Abstract
Purpose :
Automatic diagnosis of ocular anomalies using fundus photographs has shown great promises to scale-up screening. However, the generalization of the automated algorithms to new data which are very different from the training data, i.e issued from a different population, is a challenging problem. The objective of this study is to assess the generalizability of an AI algorithm on four datasets. Each dataset was collected from a specific population and annotated for a pre-defined set of ocular anomalies.
Methods :
Four datasets were considered: OPHDIAT (France, diabetic population, 77,827 images), OphtaMaine (France, general population, 17,120 images), RIADD (India, general population, 3,200 images) and ODIR (China, general population, 7,000 images). In order to unify the ground-truth annotations, the annotation of each dataset was analyzed and converted into the ODIR annotation class system: Normal, Diabetes, Glaucoma, Cataract, AMD, Hypertension, Myopia and Other anomalies.

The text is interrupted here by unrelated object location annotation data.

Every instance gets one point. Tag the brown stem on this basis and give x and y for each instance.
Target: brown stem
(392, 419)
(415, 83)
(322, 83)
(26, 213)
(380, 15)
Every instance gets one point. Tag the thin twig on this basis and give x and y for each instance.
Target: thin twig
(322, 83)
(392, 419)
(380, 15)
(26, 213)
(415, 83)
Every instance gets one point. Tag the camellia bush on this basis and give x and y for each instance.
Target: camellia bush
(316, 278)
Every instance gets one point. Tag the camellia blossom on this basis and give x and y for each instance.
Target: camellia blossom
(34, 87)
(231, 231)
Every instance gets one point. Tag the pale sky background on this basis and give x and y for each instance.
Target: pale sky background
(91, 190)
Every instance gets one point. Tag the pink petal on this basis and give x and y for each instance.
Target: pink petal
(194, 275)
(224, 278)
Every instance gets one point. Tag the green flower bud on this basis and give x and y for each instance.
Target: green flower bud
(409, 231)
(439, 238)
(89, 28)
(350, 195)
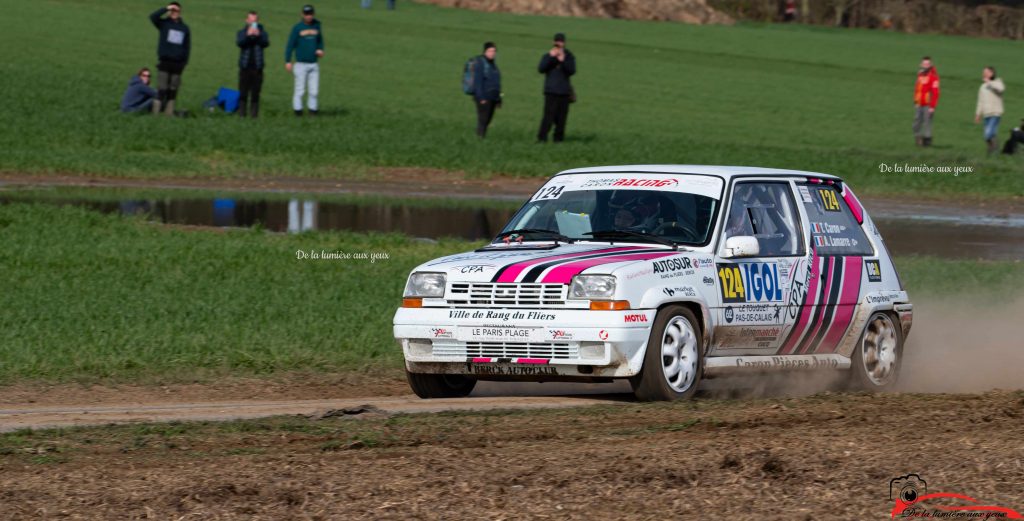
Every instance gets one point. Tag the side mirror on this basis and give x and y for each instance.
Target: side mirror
(740, 246)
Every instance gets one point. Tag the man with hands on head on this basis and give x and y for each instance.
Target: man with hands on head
(251, 40)
(557, 66)
(173, 48)
(306, 42)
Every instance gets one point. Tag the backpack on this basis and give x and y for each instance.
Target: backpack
(469, 76)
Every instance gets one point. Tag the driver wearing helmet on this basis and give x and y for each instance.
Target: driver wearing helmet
(739, 220)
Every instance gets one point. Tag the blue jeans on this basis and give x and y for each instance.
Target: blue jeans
(991, 127)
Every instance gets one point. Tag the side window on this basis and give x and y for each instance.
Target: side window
(766, 211)
(834, 229)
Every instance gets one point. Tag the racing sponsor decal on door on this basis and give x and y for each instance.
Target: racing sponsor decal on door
(750, 281)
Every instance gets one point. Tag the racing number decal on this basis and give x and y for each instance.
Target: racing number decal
(550, 192)
(829, 201)
(732, 284)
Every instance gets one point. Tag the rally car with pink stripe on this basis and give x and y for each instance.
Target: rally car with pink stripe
(663, 275)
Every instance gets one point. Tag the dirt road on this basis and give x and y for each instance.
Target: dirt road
(822, 457)
(55, 417)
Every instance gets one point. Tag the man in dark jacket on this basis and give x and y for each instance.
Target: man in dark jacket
(486, 87)
(557, 66)
(306, 41)
(139, 95)
(172, 50)
(252, 40)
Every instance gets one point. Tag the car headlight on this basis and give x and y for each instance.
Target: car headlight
(425, 285)
(592, 287)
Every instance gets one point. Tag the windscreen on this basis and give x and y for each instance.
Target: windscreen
(677, 208)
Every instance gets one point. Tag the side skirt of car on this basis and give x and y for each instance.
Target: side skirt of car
(725, 365)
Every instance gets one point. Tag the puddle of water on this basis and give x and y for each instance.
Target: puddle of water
(996, 239)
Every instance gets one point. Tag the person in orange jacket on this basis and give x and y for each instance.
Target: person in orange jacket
(926, 98)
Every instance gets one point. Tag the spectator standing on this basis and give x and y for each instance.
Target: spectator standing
(989, 105)
(790, 11)
(139, 95)
(486, 87)
(251, 40)
(557, 64)
(172, 52)
(926, 98)
(306, 42)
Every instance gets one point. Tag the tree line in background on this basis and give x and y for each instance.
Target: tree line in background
(992, 18)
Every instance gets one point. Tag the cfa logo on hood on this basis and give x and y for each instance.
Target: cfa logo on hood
(751, 281)
(472, 268)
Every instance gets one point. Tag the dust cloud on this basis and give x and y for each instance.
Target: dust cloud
(962, 346)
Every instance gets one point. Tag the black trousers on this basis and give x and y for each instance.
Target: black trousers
(556, 112)
(250, 83)
(484, 113)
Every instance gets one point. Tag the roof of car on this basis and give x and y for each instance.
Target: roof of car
(722, 171)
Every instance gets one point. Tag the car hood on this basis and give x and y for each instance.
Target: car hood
(540, 263)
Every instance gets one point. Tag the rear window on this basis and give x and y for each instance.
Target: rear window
(834, 229)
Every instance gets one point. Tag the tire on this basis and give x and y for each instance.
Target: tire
(439, 386)
(676, 330)
(869, 371)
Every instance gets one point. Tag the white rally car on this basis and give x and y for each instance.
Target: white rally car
(663, 275)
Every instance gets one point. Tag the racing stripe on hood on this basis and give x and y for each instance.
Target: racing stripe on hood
(510, 272)
(565, 272)
(847, 303)
(537, 272)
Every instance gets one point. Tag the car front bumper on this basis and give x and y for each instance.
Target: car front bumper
(555, 342)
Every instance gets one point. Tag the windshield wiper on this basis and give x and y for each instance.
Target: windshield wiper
(549, 232)
(612, 233)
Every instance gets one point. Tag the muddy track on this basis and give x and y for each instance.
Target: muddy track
(57, 417)
(822, 457)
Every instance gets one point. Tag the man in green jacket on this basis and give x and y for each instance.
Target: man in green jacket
(306, 42)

Each dataset was then split into a training, a validation and a testing subset. Different scenarios were studied: the AI algorithm was trained using one of the four training subset and then tested on all the four testing subsets. In addition, AI was trained on the whole four training subsets (joint model). The AI algorithm was evaluated using the mean Area under the receiver operating characteristic curve (mAUC): the AUC was calculated independently for each pathology and then the average was computed.
Results :
On OphtaMaine, the mAUC was 0.8799 for the AI trained on OphtaMaine, the best mAUC obtained without training on OphtaMaine was 0.8341 and the mAUC was 0.9338 for the joint model. On RIADD, the AI trained on RIADD reached a mAUC of 0.9164, the best mAUC obtained without training on RIADD was 0.8680, and the mAUC was 0.9169 for the joint model. On ODIR, the mAUC was 0.8803 for the AI trained on ODIR, the best mAUC obtained without training on ODIR was 0.8284, and the mAUC was 0.8865 for the joint model.
Conclusions :
The performances of the AI algorithm trained on a specific dataset were good when tested on data coming from the same population. However, when tested on different datasets, the performances of the AI algorithm degraded. This highlights the variability of experts interpretations among the four datasets. An AI trained on the four datasets performed better on the small datasets.
This abstract was presented at the 2022 ARVO Annual Meeting, held in Denver, CO, May 1-4, 2022, and virtually.